Its been almost a month now that I haven't talk to Rober and, to be honest, I've been thinking of him from time to time. But, I'm talking to someone that I like and he help me from not thinking about Robert.
I met this guy on Plenty of Fish in January a week or so before I left to FL. His name is Charles, from Newman, Georgia. He's white, 30 years old, have a car, have a job and he's a nice person.
We've been talking more and more after Robert incident. Each day and everyday Robert fade away and I being to like Charles more.
So the past weekend on friday, he came over to my place after i got off work and surprise me with the roses.
He knew that I had a bad day at work and he been thinking about getting me something all day that day. So, to make me a little happy and to show me that he cares, he surprise me with the roses and including himself.
I was shocked. I couldnt stop smiling. He's the first person that actually got me something and the first person to actually surprise me. And my heart melt. Lol.

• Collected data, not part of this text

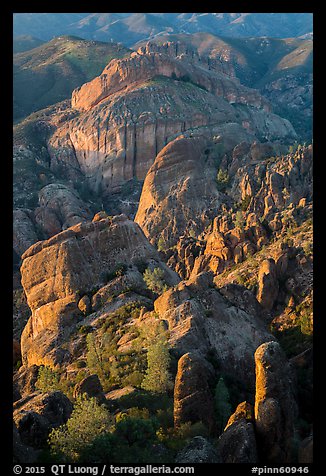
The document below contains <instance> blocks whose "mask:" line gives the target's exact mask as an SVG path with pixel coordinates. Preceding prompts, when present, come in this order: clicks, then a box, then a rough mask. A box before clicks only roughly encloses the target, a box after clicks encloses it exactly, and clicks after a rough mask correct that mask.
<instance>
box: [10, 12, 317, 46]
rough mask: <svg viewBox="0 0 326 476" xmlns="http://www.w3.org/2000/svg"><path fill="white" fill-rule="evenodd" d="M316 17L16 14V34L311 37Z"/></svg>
mask: <svg viewBox="0 0 326 476" xmlns="http://www.w3.org/2000/svg"><path fill="white" fill-rule="evenodd" d="M312 30H313V25H312V13H16V14H14V36H17V35H33V36H36V37H37V38H40V39H42V40H50V39H52V38H53V37H55V36H58V35H64V34H72V35H77V36H80V37H82V38H85V39H93V40H100V41H113V42H122V43H123V44H124V45H125V46H131V45H132V44H133V43H135V42H137V41H142V40H145V39H152V38H154V37H155V36H157V35H160V34H164V33H196V32H201V31H205V32H207V33H213V34H215V35H222V36H223V35H224V36H232V37H260V36H269V37H273V38H290V37H300V36H304V35H311V34H312Z"/></svg>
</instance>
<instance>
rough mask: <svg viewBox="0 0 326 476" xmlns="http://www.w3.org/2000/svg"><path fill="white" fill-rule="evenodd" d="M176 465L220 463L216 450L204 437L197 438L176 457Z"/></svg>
mask: <svg viewBox="0 0 326 476" xmlns="http://www.w3.org/2000/svg"><path fill="white" fill-rule="evenodd" d="M175 462H176V463H178V464H185V463H189V464H192V463H220V459H219V455H218V453H217V451H216V448H214V446H213V445H212V444H211V443H210V442H209V441H208V440H206V438H204V437H202V436H195V437H194V438H192V440H191V441H190V443H189V444H188V445H186V446H185V447H184V448H183V449H182V450H181V451H180V452H179V453H178V454H177V456H176V460H175Z"/></svg>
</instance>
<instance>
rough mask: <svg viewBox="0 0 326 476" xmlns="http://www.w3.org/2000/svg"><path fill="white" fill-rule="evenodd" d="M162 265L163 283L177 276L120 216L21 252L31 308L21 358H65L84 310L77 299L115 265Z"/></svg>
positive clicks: (63, 361) (40, 244) (72, 230)
mask: <svg viewBox="0 0 326 476" xmlns="http://www.w3.org/2000/svg"><path fill="white" fill-rule="evenodd" d="M139 261H143V262H144V263H147V264H148V266H151V267H152V268H153V267H157V266H158V267H160V268H161V269H163V271H164V279H165V281H166V283H167V284H170V285H173V284H176V283H177V282H178V280H179V278H178V277H177V275H176V274H175V273H174V272H173V271H171V270H170V269H169V268H168V267H167V266H166V265H165V264H163V263H162V262H161V260H160V258H159V256H158V254H157V251H156V250H155V249H154V248H153V247H152V246H151V245H150V244H149V243H148V241H147V240H146V238H145V236H144V234H143V233H142V231H141V230H140V228H139V227H138V225H137V224H135V223H134V222H132V221H130V220H128V219H127V218H126V217H124V216H116V217H113V218H112V219H111V218H104V219H102V220H98V221H95V222H86V223H80V224H78V225H75V226H73V227H71V228H68V229H67V230H65V231H63V232H61V233H59V234H57V235H55V236H53V237H52V238H50V239H49V240H46V241H43V242H38V243H36V244H35V245H33V246H32V247H31V248H29V249H28V250H27V251H26V252H25V254H24V255H23V264H22V267H21V273H22V285H23V287H24V290H25V293H26V296H27V302H28V305H29V307H30V309H31V311H32V316H31V318H30V319H29V321H28V323H27V325H26V327H25V329H24V331H23V334H22V340H21V346H22V357H23V363H24V364H26V365H29V366H30V365H32V364H37V365H41V364H44V365H50V366H54V365H56V364H58V363H61V364H62V363H63V362H65V361H66V360H67V359H68V360H69V355H70V353H69V351H68V350H67V349H66V350H64V349H63V348H62V347H61V346H60V344H62V343H63V342H65V341H66V340H69V335H70V334H71V332H73V329H74V328H75V326H76V324H77V323H78V321H80V320H81V318H82V317H83V312H82V311H81V310H80V309H79V308H78V303H79V301H80V298H81V297H83V296H84V295H85V294H90V296H89V297H91V296H92V294H94V291H97V290H98V289H100V288H101V287H103V286H104V285H105V284H106V282H107V276H108V275H109V273H112V272H114V270H115V269H116V267H117V265H118V264H123V265H124V266H125V267H126V268H128V266H131V267H133V266H134V267H135V266H136V265H135V263H137V262H139Z"/></svg>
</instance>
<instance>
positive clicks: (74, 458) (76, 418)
mask: <svg viewBox="0 0 326 476" xmlns="http://www.w3.org/2000/svg"><path fill="white" fill-rule="evenodd" d="M112 426H113V419H112V417H111V415H110V413H109V412H108V410H107V409H106V408H105V407H104V405H99V404H98V403H97V401H96V399H95V398H90V399H89V398H87V397H86V396H85V395H83V396H78V397H77V400H76V403H75V406H74V410H73V412H72V414H71V416H70V418H69V420H68V421H67V423H66V424H64V425H61V426H59V427H58V428H55V429H53V430H52V431H51V433H50V434H49V440H48V441H49V446H50V449H51V452H52V454H55V455H57V456H59V457H61V458H62V459H63V460H64V461H73V462H74V461H78V458H79V455H80V453H81V452H82V451H84V450H85V448H87V446H88V445H90V444H92V442H93V441H94V440H95V438H96V437H98V436H100V435H102V434H104V433H108V432H109V430H110V428H112Z"/></svg>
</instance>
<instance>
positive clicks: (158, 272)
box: [13, 42, 312, 464]
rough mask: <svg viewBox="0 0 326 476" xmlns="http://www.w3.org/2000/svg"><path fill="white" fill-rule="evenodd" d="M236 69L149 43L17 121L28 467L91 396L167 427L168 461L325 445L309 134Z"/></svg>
mask: <svg viewBox="0 0 326 476" xmlns="http://www.w3.org/2000/svg"><path fill="white" fill-rule="evenodd" d="M235 74H236V72H235V71H234V69H233V68H232V65H231V64H230V63H229V62H224V61H223V60H222V59H220V60H218V59H216V58H215V59H212V58H209V57H207V56H204V55H200V54H199V53H198V51H197V50H196V49H193V48H190V47H189V45H185V44H182V43H180V42H165V43H163V44H161V45H158V44H154V43H151V42H150V43H147V44H146V45H145V46H142V47H140V48H139V49H138V50H137V51H135V52H134V53H132V54H131V55H129V56H128V57H126V58H123V59H113V60H112V61H111V62H110V63H109V64H108V65H107V66H106V68H105V69H104V71H103V72H102V74H101V75H100V76H98V77H97V78H95V79H94V80H93V81H91V82H89V83H86V84H84V85H83V86H81V87H80V88H78V89H76V90H75V91H74V92H73V95H72V100H71V104H63V105H62V106H58V107H54V108H53V109H51V111H49V110H47V113H46V114H44V115H42V114H41V116H40V117H41V118H42V120H40V121H38V119H35V122H34V119H30V120H28V121H26V122H25V123H24V125H23V127H22V128H21V129H20V132H21V135H22V137H23V139H24V140H21V141H20V142H19V143H16V145H15V159H16V163H17V164H18V165H19V164H21V163H22V162H23V161H24V159H26V158H27V157H28V160H27V162H28V166H29V168H28V173H29V175H28V176H29V178H30V181H29V182H28V184H27V185H26V184H25V185H22V184H21V185H19V186H18V185H17V187H16V190H17V193H18V194H19V195H20V196H23V195H24V193H25V192H24V187H25V189H26V190H27V189H28V188H29V187H30V188H31V189H33V193H35V192H36V193H37V203H35V200H32V201H30V202H27V203H28V206H27V205H26V204H25V206H22V207H20V208H18V209H16V210H15V211H14V230H13V231H14V250H15V255H14V267H15V285H16V289H15V292H16V295H15V296H16V302H15V309H14V318H15V341H14V362H15V365H16V366H17V368H18V367H19V370H15V372H14V400H15V417H14V420H15V426H14V432H15V445H16V453H15V454H16V458H17V460H18V461H21V459H20V458H22V459H25V460H26V461H32V462H33V461H36V460H37V458H38V455H39V450H40V449H44V447H45V446H46V444H47V443H46V441H47V438H48V435H49V432H50V431H51V429H52V428H56V427H57V426H58V425H61V424H65V423H66V421H67V419H68V418H69V416H70V415H71V409H72V408H71V402H70V401H73V402H76V399H78V397H79V396H80V395H82V394H84V393H86V394H87V395H88V397H91V396H93V397H94V398H96V399H97V401H98V402H100V403H102V404H103V403H104V406H105V407H106V408H107V409H109V410H110V412H111V416H112V418H113V419H115V420H114V421H115V424H117V425H118V423H119V418H120V417H121V420H124V419H127V421H128V418H131V419H132V418H136V420H137V419H138V420H139V419H140V420H141V421H142V420H149V421H151V418H153V419H155V421H159V425H161V426H160V428H159V431H158V432H157V431H156V430H155V431H154V433H155V435H156V436H155V438H158V436H157V435H159V438H160V440H155V441H154V440H153V441H154V443H153V444H152V446H150V451H151V454H152V455H153V458H154V459H155V461H156V460H157V461H162V460H161V459H160V458H161V457H162V454H160V452H162V453H163V457H164V458H165V460H169V462H171V461H181V462H199V461H207V462H209V461H214V462H246V463H252V464H253V463H256V462H257V461H260V462H269V463H274V462H275V461H281V462H284V463H292V462H293V461H296V457H297V456H296V455H297V454H300V455H301V456H300V458H303V459H306V460H307V461H308V460H309V458H310V457H311V451H310V448H311V438H312V436H311V405H310V403H309V402H308V403H307V398H306V397H307V393H308V394H309V395H310V393H311V386H312V378H311V334H312V312H311V311H312V309H311V307H312V252H311V240H312V146H307V147H306V146H299V147H297V146H295V147H294V146H292V150H291V149H290V150H289V144H290V143H291V142H293V140H294V139H295V138H296V133H295V131H294V129H293V127H292V125H291V124H290V122H289V121H287V120H285V119H283V118H281V117H279V116H277V115H275V114H273V112H272V110H271V109H272V107H271V104H269V103H268V101H266V99H264V97H263V96H262V95H261V94H260V93H259V92H258V91H256V90H252V89H249V88H247V87H244V86H243V85H242V84H241V83H240V82H239V80H238V79H237V78H236V77H235ZM61 108H62V109H61ZM29 121H30V122H29ZM40 122H41V126H42V127H41V126H40ZM34 127H35V128H34ZM28 128H29V129H28ZM27 129H28V130H30V129H33V130H34V131H35V130H36V131H37V132H38V133H39V136H38V141H35V140H34V142H33V143H32V145H31V146H30V145H29V144H28V141H27V140H25V139H26V136H24V134H26V130H27ZM33 137H34V136H33ZM20 139H21V137H20ZM34 139H35V138H34ZM26 142H27V143H26ZM30 161H32V162H33V164H34V165H35V164H36V165H37V168H36V169H35V170H36V171H35V172H34V175H35V174H36V175H37V179H35V180H34V179H33V180H32V178H31V177H32V176H33V174H32V170H34V169H33V167H30V164H31V162H30ZM23 163H24V162H23ZM17 164H16V165H17ZM36 165H35V167H36ZM22 170H24V169H22ZM36 175H35V176H36ZM34 178H35V177H34ZM26 190H25V191H26ZM24 203H25V202H24ZM123 207H125V208H126V210H128V215H129V216H126V215H123V214H118V213H119V212H120V211H121V208H123ZM96 212H97V213H96ZM19 268H20V269H19ZM20 276H21V284H22V289H21V288H19V277H20ZM25 324H26V325H25ZM298 333H299V334H298ZM155 345H157V346H160V347H159V348H160V352H161V353H162V355H163V357H162V355H161V354H160V358H159V359H156V362H157V361H159V363H160V364H162V365H163V363H164V361H165V360H166V361H168V362H169V368H168V369H166V371H167V375H168V377H167V378H168V380H169V382H168V385H166V389H159V391H161V393H159V392H158V395H157V394H156V393H157V392H156V390H155V392H151V391H148V388H146V386H145V387H144V386H143V383H142V382H143V381H144V378H145V374H146V376H148V369H149V366H150V363H149V362H150V358H149V359H148V362H147V363H148V367H147V370H146V358H147V357H148V356H149V355H150V350H151V351H152V350H153V347H155ZM157 348H158V347H156V352H157ZM162 349H163V350H162ZM164 349H165V350H164ZM282 349H283V350H282ZM164 352H165V354H164ZM151 355H153V354H151ZM154 355H155V354H154ZM161 357H162V358H161ZM154 360H155V359H154ZM20 361H21V362H20ZM20 363H21V364H22V365H21V366H20ZM156 365H157V363H156ZM44 369H45V370H46V371H47V372H50V373H49V374H48V375H54V376H55V378H54V381H55V385H56V386H57V387H55V390H56V391H54V392H53V387H51V389H50V390H49V389H47V390H46V392H44V388H43V389H42V388H41V387H40V382H39V379H40V375H42V371H44ZM51 372H52V374H51ZM56 379H57V380H56ZM303 382H304V383H303ZM52 383H53V382H52ZM55 385H54V386H55ZM223 386H224V387H223ZM40 388H41V389H40ZM221 388H222V391H221ZM223 388H224V390H223ZM218 389H220V390H218ZM48 390H49V391H48ZM219 391H220V392H222V393H221V394H220V393H219ZM62 392H64V393H66V395H68V396H69V399H68V398H67V396H65V395H63V394H62ZM223 392H224V393H223ZM161 394H162V395H161ZM221 395H223V398H222V397H221ZM162 396H163V397H162ZM221 398H222V400H223V401H222V402H221ZM214 399H215V403H214ZM219 404H221V405H222V407H219V409H218V410H216V408H215V406H217V407H218V405H219ZM48 406H50V407H51V406H52V407H55V408H57V409H58V411H59V412H61V414H62V418H52V416H51V412H50V414H49V408H48ZM52 407H51V408H52ZM221 408H223V410H221ZM223 412H224V413H225V414H223ZM222 414H223V415H222ZM118 415H119V416H118ZM121 415H122V416H121ZM298 415H299V416H300V418H301V417H303V418H304V419H306V423H302V420H300V418H298ZM157 418H158V420H156V419H157ZM171 418H172V420H173V422H171ZM153 421H154V420H153ZM133 422H134V421H133ZM146 424H147V423H146ZM153 424H154V423H153ZM156 424H157V423H155V425H156ZM153 428H154V427H153ZM112 431H115V427H112ZM131 431H133V430H131ZM187 432H188V433H187ZM138 433H139V432H138ZM180 435H181V436H180ZM182 435H186V436H184V437H183V436H182ZM187 435H188V436H187ZM201 435H204V436H205V438H203V436H201ZM192 436H195V438H193V439H191V437H192ZM153 438H154V436H153ZM207 438H210V439H211V442H209V441H208V440H207ZM295 438H297V440H302V448H301V449H300V451H298V448H297V447H295V445H294V440H295ZM169 439H171V440H172V444H171V445H170V444H169V442H168V443H167V440H169ZM174 439H175V440H176V441H177V443H176V444H175V447H174V446H173V445H174V443H173V441H174ZM110 444H111V443H110ZM180 445H181V446H180ZM170 446H171V447H170ZM181 447H182V448H183V449H182V451H180V452H179V453H178V454H177V451H175V448H181ZM110 448H111V446H110ZM171 448H172V452H171ZM19 454H20V455H21V456H19ZM292 455H295V456H292ZM101 457H106V456H101ZM110 457H111V456H110ZM165 460H164V459H163V461H165ZM141 462H142V461H141Z"/></svg>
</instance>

Saturday we hung out at the bar with his friends and I enjoyed it. It was different from the city and that's the reason why I liked it.
Sunday we hung out again. We enjoy each other companies but I have this kind of feelings inside of me and I really don't know what it is. Lonely, hunger for more attention, boredom, need more of the extra ump make or something? I just don't know what it is that I'm feeling. But I like the guy though.